Jobs can be submitted through precompiled jar files, code snippets, or the Java/Scala client APIs.
Ensure security through the use of security authentication communication.

hadoop-chadoop-use-ex9_1-1_en

Note

Please refer to the Apache Livy website for more information about Apache Livy.
Image source: https://livy.incubator.apache.org/assets/images/livy-architecture.png

This guide explains how to submit a Spark Job using Apache Livy provided by Cloud Hadoop. When creating a Cloud Hadoop cluster, select Cluster Type as Spark.

Install Python module

Install a Python module called requests to run the Spark example code.

$ sudo yum install -y epel-release
$ sudo yum install -y python-pip
$ sudo pip install requests

View Apache Livy server information

The port information of Apache Livy servers can be viewed on the Ambari UI.

Access Ambari UI, and then click Spark2 > [Configs], in that order.
Click the Advanced livy2-conf item, and then check the livy.server.port information.

Spark example code

The example code was written referring to Apache Livy examples.
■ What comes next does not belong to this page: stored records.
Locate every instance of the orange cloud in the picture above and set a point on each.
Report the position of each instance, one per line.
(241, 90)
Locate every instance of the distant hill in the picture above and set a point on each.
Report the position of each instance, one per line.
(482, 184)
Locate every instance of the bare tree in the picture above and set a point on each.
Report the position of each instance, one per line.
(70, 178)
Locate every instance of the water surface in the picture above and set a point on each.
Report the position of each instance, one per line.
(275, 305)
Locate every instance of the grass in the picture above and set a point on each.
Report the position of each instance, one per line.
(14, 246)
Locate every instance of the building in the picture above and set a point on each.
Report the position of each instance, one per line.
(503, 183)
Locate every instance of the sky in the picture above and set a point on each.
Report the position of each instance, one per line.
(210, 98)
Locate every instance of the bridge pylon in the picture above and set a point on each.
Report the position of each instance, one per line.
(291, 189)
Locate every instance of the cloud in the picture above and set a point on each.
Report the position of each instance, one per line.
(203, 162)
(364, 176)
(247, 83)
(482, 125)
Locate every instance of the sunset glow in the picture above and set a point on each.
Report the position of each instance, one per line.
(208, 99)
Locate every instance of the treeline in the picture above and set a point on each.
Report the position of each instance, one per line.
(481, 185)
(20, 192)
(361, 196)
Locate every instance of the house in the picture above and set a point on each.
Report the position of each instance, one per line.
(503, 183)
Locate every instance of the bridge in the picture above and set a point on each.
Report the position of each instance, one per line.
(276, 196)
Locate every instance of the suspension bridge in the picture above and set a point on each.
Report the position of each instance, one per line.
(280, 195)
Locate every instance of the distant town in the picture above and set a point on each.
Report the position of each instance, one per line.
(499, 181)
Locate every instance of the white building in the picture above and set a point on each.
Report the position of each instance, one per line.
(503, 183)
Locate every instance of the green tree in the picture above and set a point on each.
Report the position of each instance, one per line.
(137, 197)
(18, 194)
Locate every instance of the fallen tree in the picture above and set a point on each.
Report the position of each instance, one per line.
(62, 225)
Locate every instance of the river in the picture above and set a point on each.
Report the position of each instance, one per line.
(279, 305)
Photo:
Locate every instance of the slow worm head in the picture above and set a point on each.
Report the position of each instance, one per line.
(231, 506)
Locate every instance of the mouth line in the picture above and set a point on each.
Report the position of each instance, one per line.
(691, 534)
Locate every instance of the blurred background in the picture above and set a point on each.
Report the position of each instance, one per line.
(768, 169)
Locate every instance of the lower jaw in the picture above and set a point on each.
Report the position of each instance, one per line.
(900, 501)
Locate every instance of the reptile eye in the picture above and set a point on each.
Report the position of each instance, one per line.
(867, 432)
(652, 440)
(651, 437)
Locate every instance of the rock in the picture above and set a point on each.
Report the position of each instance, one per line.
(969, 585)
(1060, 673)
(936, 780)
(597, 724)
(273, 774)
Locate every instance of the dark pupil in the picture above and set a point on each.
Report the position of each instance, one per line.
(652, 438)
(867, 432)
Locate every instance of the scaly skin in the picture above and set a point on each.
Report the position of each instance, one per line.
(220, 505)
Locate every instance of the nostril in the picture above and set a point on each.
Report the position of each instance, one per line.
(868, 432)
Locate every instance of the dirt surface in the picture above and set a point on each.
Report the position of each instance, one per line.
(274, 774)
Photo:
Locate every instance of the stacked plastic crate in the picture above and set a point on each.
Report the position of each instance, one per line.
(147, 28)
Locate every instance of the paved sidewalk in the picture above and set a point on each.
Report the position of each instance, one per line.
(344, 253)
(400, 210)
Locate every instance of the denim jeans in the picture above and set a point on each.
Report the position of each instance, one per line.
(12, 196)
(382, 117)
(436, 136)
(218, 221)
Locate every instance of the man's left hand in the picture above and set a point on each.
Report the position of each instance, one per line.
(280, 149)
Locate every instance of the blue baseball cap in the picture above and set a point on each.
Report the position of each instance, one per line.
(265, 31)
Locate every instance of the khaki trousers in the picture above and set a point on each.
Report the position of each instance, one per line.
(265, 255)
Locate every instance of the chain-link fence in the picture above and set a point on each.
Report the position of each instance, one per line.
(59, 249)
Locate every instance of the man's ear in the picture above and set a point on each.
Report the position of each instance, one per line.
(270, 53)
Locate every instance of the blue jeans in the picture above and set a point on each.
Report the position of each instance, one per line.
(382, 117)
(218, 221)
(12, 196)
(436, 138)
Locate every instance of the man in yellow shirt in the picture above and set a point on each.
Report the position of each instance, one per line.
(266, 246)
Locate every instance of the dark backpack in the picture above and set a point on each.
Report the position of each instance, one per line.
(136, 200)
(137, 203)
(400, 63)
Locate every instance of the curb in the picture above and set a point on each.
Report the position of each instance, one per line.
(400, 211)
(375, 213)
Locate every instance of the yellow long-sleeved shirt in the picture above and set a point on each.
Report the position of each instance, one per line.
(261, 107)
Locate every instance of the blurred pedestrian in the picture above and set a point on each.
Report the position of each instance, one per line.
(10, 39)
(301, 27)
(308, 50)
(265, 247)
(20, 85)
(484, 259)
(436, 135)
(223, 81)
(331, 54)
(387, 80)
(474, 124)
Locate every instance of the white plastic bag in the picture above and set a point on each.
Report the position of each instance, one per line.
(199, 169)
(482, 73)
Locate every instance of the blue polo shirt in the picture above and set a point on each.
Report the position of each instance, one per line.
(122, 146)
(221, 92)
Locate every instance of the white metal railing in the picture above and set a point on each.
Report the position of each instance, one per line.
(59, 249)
Save the source code content as livy-test.py

#-*- coding:utf-8 -*-

import json, pprint, requests, textwrap, time, sys

# Enter Livy2 access information
if len(sys.argv) < 2:
        print('ERROR : Please enter Livy server access information')
        print(' - Usage: python {0} http://host name:port'.format(sys.argv[0]))
        sys.exit(1)
host = sys.argv[1]

# Header information
headers = {'Content-Type': 'application/json'}

# Create Spark session
data = {'kind': 'spark'}
r = requests.post(host + '/sessions', data=json.dumps(data), headers=headers)
print("Created " + r.headers['location'])

# Check Spark session status
state = "notIdle"
session_url = host + r.headers['location']
sys.stdout.write('Waiting for session state to idle')
while state != 'idle':
        r = requests.get(session_url, headers=headers)
        state = r.json()['state']
        sys.stdout.write('.')
        sys.stdout.flush()
        time.sleep(1)
sys.stdout.write('\rSessioin State is Ready!!!!!!!!!!!!!!\n')
sys.stdout.flush()


# Test code 1
statements_url = session_url + '/statements'
data = {'code': '1 + 1'}
r = requests.post(statements_url, data=json.dumps(data), headers=headers)
statement_url = host + r.headers['location']
print('=' * 80)
print(statement_url)
print('Request: {0}'.format(data['code']))

output = None
while output == None:
        r = requests.get(statement_url, headers=headers)
        ret = r.json()
        if ret['output'] == None:
                time.sleep(1)
                continue
        if 'output' in ret and 'data' in ret['output']:
                output = ret['output']['data']['text/plain']

print('-' * 80)
print(output)

# Test code 2
data = {
        'code': textwrap.dedent("""
                val NUM_SAMPLES = 100000;
                val count = sc.parallelize(1 to NUM_SAMPLES).map { i =>
                        val x = Math.random();
                        val y = Math.random();
                        if (x*x + y*y < 1) 1 else 0
                }.reduce(_ + _);
                println(\"Pi is roughly \" + 4.0 * count / NUM_SAMPLES)
                """)
}

r = requests.post(statements_url, data=json.dumps(data), headers=headers)
statement_url = host + r.headers['location']
print('=' * 80)
print(statement_url)
print('Request: {0}'.format(data['code']))

output = None
while output == None:
        r = requests.get(statement_url, headers=headers)
        ret = r.json()
        if ret['output'] == None:
                time.sleep(1)
                continue
        if 'output' in ret and 'data' in ret['output']:
                output = ret['output']['data']['text/plain']

print('-' * 80)
print(output)

# End Spark session
print('=' * 80)
r = requests.delete(session_url, headers=headers)
print('{0} {1}'.format(r.json()['msg'], session_url))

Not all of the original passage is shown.